One area of law on which we are being asked to advise with increasing regularity is that relating to the circumstances in which companies lawfully can pay dividends (or "make distributions" if one is using the technically correct parlance).

The circumstances in which UK companies can make distributions are well established and enshrined in Part VIII of the Companies Act 1985 (although bear in mind that the common law rules relating to distributions also apply).

To re-cap, a company can only make a distribution out of profits available for the purpose, i.e. accumulated, realised profits (not previously distributed or capitalised) less its accumulated, realised losses (not previously written off in a reduction or reorganisation). Profits and losses means revenue and capital profits and losses.

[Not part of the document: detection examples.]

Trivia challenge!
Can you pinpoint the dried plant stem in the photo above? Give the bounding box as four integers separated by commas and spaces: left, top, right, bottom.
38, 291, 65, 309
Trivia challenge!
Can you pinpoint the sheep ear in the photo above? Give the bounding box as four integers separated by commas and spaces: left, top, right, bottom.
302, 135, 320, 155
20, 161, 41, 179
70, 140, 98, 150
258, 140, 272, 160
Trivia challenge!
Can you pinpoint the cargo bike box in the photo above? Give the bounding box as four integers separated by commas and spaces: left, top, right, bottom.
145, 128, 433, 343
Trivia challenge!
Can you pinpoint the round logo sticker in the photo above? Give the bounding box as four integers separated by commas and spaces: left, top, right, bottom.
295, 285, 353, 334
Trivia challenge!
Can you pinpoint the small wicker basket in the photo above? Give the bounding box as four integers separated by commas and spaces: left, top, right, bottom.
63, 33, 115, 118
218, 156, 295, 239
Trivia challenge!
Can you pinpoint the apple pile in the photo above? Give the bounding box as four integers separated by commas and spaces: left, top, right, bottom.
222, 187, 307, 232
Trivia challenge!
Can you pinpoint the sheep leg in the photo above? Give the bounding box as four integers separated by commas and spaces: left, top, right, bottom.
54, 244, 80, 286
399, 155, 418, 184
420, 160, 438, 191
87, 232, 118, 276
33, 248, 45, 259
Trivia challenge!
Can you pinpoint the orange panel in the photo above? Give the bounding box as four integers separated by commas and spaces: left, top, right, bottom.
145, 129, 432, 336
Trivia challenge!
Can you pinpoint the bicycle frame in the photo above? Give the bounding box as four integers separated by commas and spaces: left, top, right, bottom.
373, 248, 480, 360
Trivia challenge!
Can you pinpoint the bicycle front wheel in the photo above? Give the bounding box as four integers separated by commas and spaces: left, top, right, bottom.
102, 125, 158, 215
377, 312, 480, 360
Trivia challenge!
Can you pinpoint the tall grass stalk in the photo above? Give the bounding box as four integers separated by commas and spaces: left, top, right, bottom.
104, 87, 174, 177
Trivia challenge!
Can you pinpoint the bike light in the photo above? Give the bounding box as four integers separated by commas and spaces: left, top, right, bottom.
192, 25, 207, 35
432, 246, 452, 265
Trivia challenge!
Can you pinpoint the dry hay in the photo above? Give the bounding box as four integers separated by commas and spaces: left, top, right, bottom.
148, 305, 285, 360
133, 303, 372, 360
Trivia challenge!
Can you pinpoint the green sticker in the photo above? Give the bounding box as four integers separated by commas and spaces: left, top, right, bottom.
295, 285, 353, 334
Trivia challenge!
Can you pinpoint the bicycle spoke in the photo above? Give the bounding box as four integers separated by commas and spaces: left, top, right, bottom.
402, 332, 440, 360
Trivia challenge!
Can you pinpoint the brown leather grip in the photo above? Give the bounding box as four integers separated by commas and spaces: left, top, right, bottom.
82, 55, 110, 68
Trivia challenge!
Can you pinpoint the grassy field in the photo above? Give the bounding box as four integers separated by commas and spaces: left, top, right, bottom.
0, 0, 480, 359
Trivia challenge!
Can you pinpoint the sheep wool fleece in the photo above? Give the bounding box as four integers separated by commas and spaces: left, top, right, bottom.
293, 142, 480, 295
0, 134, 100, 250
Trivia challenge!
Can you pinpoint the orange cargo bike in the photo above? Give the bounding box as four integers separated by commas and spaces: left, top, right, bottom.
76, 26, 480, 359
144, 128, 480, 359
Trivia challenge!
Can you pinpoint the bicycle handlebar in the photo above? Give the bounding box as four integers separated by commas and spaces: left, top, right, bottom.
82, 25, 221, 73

A company decides if it has profits available for distribution by reference to its "relevant accounts". These are normally its last annual accounts. If these do not show enough distributable profits the company can prepare interim accounts, which must enable a reasonable judgment to be made inter alia about the company's profits position.

A problem we have encountered recently relates to the situation where a company has sufficient distributable reserves at the time it actually makes a distribution but the distribution cannot be justified by reference to its last audited accounts and no interim accounts have been prepared by the company. In this case, the part of the distribution that is not supported by the last audited accounts would be rendered unlawful, ultra vires and therefore incapable of shareholder ratification. A shareholder who received the dividend would also be liable to repay the unlawful part of the dividend to the company in certain circumstances.

Recent case law (Bairstow v Queens Moat Houses) is clear that this situation would not be viewed by the courts as constituting a mere procedural irregularity that can be ratified by shareholder resolution (although earlier cases suggested that it might). Companies finding themselves in this position must, therefore, take the matter very seriously.

There is, however, a solution. It is open to the company to prepare new interim accounts (as at the date the dividend was originally paid) showing the distributable reserves and the dividend (that was paid unlawfully) being recoverable as a debt from the shareholder. The company would then make a declaration of a new dividend of the same amount, expressed to be satisfied by the release of the shareholder from its obligation to repay the unlawful dividend to the company.

This may seem a rather long-winded way of regularising what one might justifiably consider to be an internal corporate housekeeping error, but it does bring home the mandatory, non-excludable nature of the rules relating to distributions set out in Part VIII of the Companies Act.